Go Deeper Into The Shin Megami Tensei Rabbit Hole With Soul Hackers
If you're still looking for more MegaTen, this is the game to play.
Persona 5 is on the horizon, and it's one of the many MegaTen games you should play. But there are also tons of other installments worth your time as well, and Shin Megami Tensei: Devil Summoner - Soul Hackers is one of them. It borrows many of the same elements from previous MegaTen games to craft a decidedly different experience, complete with demon summoning, virtual reality, and conspiracies.
This enhanced port of the original Sega Saturn release from 1997 exhibits an abundance of charm and personality. But just like the previous DS release, Shin Megami Tensei: Strange Journey, it may be too niche to catch on with an audience beyond hardcore devotees. With that said, it features the same masterful blend of mature dialogue, drama, and character development MegaTen fans are familiar with, and it offers a rousing role-playing adventure for those willing to take the plunge.
A dated version of the early 2000s is the landscape on which Soul Hackers has been painted, which allows for a simultaneously futuristic and retro aesthetic. Corporations are in complete control of cities, citizens are able to explore the internet by way of MMO-like constructs, and teenage hacker groups (such as the Spookies, which the main character is a member of) hold scary amounts of power. What's more, they're able to summon and control demons and have no qualms about battling for supremacy over the citizens.
Despite being billed as a traditional JRPG, Soul Hackers feels like anything but. Exploration is relegated to a relatively closed off map dotted with predetermined destinations. NPCs are marked as nondescript icons and there's little reason or ability to travel off the beaten path. Dungeons and other structures are traversed via first-person view, with basic 3D-rendered environments and a 2D- map to guide you.
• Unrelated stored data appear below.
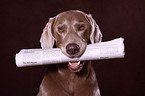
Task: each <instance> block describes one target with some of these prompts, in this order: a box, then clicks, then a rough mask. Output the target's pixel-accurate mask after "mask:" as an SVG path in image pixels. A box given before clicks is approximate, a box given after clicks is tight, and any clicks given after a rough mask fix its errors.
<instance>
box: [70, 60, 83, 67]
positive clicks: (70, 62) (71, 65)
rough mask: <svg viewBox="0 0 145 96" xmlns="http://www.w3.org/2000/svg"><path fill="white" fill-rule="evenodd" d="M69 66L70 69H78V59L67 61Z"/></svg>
mask: <svg viewBox="0 0 145 96" xmlns="http://www.w3.org/2000/svg"><path fill="white" fill-rule="evenodd" d="M69 67H71V68H72V69H78V68H79V67H80V61H77V62H76V61H75V62H69Z"/></svg>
Important landmarks such as objectives, stairs, and saving/healing rooms are generally marked on said maps, but enemy encounters are random.
Defending yourself relies on a combination of smart attacks, defense, and spellcasting as well as your ability to command the squad of demons you'll acquire over the course of the game. Skirmishes play out in a very simplified turn-based manner, with a variety of bizarre enemies and monsters popping up around every corner. Enlisting demons to fight on your side is a fulfilling exercise, but there are aspects of the game that aren't so straightforward. Soul Hackers, like many MegaTen adventures, has a tendency to layer on additional mechanics, currency systems, and regulations without first properly explaining them.
Shin Megami Tensei devotees should find plenty to love about Soul Hackers, from its menagerie of demons and decadent weirdness to its classic RPG goodness. It does take a bit of getting used to, so it'll likely really only appeal to the MegaTen faithful, but if you're looking for something a little different, this should fit the bill perfectly.